Access to archives is unavailable because evidence creates dents in state controlled narratives and real data could often be disturbing for the public to process as it may pose a threat to their nationalism and objectivity. For example, the state shies away to tell the public how cleverly Pakistan manipulated the US during Bhutto’s regime and the 1988 nuclear test. Dr. Akhtar feels that such information on the other hand should be made readily available to the public as a matter to be celebrated. Pakistan should take credit for the process through which it became a nuclear-armed state despite its economic limitations. We are a small country but one that managed to achieve a lot within a very short time span. This should be celebrated and we need to stop playing the ‘victim’ card.
Similarly, due to fear of compromising national security, citizens are not told what Pakistan’s evacuation zones are. This is information the public has right to access especially in the case that nuclear confrontation erupts.
In absence of primary resources, secondary sources need to considered, but their reliability and credibility must be questioned, including interpretations of biographies, autobiographies and works of other historians.

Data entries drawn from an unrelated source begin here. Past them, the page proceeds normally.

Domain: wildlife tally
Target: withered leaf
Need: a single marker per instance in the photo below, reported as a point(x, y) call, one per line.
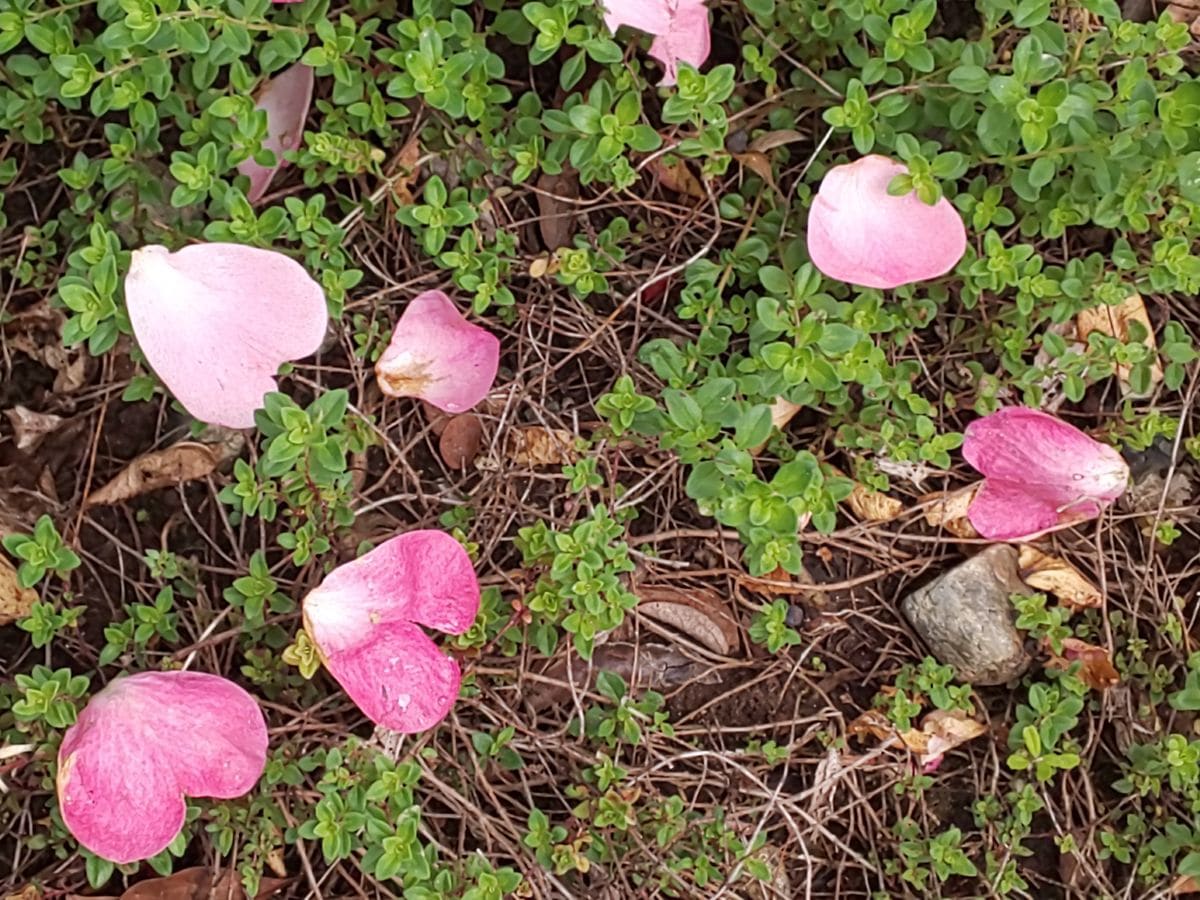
point(1056, 576)
point(199, 883)
point(697, 612)
point(460, 441)
point(1114, 322)
point(185, 461)
point(1096, 666)
point(535, 445)
point(649, 666)
point(15, 600)
point(29, 427)
point(948, 510)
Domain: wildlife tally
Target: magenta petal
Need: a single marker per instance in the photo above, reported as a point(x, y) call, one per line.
point(438, 357)
point(1041, 473)
point(144, 743)
point(679, 27)
point(861, 234)
point(364, 619)
point(216, 322)
point(286, 99)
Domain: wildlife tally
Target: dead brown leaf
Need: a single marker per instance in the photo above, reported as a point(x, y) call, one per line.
point(1056, 576)
point(198, 883)
point(697, 612)
point(1097, 669)
point(940, 732)
point(460, 441)
point(1114, 322)
point(677, 177)
point(29, 427)
point(948, 510)
point(408, 163)
point(535, 445)
point(15, 600)
point(643, 666)
point(185, 461)
point(556, 216)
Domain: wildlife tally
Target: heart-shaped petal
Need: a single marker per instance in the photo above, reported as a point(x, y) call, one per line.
point(861, 234)
point(216, 322)
point(285, 99)
point(364, 621)
point(438, 357)
point(142, 745)
point(1041, 474)
point(679, 27)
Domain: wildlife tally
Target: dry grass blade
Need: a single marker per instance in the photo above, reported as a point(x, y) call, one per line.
point(647, 666)
point(15, 600)
point(1059, 577)
point(948, 510)
point(697, 612)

Information gaps need to be closed and one way of doing so would be through civil society pressure groups urging the foreign office to declassify certain documents on early history on formative relations and foreign affairs. The image of our country is tainted largely due to the state concealing facts and not revealing its side of the story. This leads to foreign researchers writing about our history because we refuse to do so ourselves. We must demand access to information and must help play a part in providing analysis that is factual and based on accurate data records. This can help us a build a narrative where we own and celebrate our history.